The convex surface made us look stretched.
The children used cameras in the classroom to document their distortions using a single use camera which was posted to Miss Fanthorpe and she will post back to me and I am looking forward to seeing the results.
Next our explorations made use of magnifying lenses and luckily again the children had use of plenty of these and again documented the things they saw, using a camera. They noticed if they held them to their faces, then parts of their face were enlarged and distorted…….
The children tried this in the class and documented the resulting look using single use cameras…. when the camera film was used up, Miss Fanthorpe posted it up to me to process and I scanned the pictures onto the computer for the journal!
Quite a few pictures did not come out so well, being very dark and also some pictures were taken that did not quite capture the face, but perhaps the chest or neck! It was fairly tricky because perhaps the children were used to the digital camera screens, where they could see exactly what they were taking.
Finally we looked through some lenses that are used as peep-viewers that are inserted into doors as security devices…….

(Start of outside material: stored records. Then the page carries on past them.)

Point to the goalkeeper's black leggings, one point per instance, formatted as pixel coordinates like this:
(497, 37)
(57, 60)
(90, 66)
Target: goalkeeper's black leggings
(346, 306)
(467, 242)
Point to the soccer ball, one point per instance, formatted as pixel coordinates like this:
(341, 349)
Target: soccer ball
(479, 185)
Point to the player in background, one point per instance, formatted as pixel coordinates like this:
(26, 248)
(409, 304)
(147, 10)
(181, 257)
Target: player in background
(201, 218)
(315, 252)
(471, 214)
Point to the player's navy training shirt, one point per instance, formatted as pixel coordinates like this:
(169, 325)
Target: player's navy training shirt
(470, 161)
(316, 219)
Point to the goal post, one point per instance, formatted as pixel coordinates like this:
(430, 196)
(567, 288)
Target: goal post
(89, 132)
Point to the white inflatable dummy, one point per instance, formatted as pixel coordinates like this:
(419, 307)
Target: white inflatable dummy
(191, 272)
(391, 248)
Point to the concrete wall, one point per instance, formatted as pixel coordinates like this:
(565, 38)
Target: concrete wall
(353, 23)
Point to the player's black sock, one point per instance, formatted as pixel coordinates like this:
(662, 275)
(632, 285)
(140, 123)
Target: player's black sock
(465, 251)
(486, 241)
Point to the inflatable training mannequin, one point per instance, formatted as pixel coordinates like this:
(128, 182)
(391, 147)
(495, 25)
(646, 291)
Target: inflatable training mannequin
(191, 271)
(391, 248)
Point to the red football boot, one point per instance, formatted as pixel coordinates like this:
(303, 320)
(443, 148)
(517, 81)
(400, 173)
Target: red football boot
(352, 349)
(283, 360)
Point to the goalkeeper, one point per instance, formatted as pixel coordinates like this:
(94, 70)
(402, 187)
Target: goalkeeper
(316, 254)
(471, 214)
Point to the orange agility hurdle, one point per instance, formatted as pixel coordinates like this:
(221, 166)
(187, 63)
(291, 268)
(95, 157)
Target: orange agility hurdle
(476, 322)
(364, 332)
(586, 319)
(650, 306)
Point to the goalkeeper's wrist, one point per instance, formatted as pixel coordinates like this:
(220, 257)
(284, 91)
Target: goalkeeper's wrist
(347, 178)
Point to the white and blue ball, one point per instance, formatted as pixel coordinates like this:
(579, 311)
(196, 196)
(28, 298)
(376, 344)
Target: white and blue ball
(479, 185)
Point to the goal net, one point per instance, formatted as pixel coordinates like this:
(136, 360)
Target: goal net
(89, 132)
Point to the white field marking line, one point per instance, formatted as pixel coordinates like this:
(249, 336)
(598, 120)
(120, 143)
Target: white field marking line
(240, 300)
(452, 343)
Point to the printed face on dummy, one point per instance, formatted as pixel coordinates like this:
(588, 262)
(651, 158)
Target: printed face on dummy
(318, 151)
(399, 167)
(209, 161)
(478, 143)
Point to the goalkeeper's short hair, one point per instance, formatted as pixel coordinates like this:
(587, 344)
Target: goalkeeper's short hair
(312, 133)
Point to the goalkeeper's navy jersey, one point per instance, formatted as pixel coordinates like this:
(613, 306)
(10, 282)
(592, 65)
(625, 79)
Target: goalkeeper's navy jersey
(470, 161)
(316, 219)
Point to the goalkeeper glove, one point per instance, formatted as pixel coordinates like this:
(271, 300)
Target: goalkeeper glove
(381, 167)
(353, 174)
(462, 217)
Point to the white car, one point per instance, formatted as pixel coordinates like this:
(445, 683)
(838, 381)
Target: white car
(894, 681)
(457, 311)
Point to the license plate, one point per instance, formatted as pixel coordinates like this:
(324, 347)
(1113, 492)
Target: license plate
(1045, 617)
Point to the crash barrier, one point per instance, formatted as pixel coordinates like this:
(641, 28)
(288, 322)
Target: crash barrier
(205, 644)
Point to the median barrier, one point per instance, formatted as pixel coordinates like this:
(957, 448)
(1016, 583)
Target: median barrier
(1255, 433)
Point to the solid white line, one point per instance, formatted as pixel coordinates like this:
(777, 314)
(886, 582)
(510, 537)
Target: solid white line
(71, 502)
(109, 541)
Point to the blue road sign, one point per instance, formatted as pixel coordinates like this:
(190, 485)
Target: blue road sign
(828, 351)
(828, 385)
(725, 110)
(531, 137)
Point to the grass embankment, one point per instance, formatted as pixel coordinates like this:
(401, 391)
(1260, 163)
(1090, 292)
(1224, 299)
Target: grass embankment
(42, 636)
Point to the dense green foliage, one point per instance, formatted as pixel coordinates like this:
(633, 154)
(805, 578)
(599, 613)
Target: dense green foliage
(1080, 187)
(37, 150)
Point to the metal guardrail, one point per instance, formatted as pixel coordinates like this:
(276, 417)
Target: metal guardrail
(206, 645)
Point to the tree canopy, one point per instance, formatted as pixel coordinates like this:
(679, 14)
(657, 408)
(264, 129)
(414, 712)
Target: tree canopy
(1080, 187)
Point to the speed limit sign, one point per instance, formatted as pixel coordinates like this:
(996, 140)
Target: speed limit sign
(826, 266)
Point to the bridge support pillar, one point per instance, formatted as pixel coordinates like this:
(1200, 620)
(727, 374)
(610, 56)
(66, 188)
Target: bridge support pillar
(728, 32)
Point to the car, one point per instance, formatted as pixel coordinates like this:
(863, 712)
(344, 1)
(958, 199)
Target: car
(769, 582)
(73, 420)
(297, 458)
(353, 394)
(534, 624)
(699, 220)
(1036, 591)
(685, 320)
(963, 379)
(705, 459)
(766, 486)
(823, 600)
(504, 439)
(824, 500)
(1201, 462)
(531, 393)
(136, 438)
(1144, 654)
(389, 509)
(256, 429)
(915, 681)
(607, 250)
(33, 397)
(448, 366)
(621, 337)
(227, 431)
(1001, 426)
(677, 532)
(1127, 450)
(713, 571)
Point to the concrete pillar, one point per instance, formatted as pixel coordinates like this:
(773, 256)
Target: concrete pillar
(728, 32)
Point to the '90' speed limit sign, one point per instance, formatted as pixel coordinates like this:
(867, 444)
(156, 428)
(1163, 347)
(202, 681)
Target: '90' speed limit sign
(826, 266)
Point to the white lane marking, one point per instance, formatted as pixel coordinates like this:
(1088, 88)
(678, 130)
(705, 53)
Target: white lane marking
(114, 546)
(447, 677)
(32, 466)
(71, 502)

Each group of children at their tables had a peep-viewer and were amazed at what they now saw! When the children looked down at their feet, the lens in these objects surprisingly made their legs look a long way away!
The children remarked that they suddenly looked taller! We are going to explore more using these small objects next week. In the meantime The children finished the session, by hunting around about them for as many distortions as possible.

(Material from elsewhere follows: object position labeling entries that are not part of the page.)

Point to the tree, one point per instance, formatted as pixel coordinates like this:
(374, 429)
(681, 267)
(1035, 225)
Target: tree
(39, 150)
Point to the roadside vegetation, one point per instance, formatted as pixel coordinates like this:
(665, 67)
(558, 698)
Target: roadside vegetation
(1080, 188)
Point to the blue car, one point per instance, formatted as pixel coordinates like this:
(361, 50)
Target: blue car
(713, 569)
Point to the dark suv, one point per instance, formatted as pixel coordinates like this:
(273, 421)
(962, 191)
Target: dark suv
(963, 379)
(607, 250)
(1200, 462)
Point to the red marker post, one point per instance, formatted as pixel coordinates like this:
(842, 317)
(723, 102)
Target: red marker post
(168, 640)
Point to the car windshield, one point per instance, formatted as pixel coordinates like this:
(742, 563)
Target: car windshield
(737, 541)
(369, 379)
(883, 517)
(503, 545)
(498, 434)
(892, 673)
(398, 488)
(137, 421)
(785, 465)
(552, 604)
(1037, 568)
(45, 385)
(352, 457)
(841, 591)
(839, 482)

Miceal found a great distortion by looking at the surface of a trophy. Click below to view:
Abi found a distortion on a shiny whiteboard and others found them on door knobs, radiators glass in a picture frame and the surface paint on a car. Another was found on the inside of a foil crisp packet. Thats clever detective work!
Here are a few I found recently!
In the city reflective and shiny surfaces are everywhere: glass in buildings, vehicle surfaces and coverings.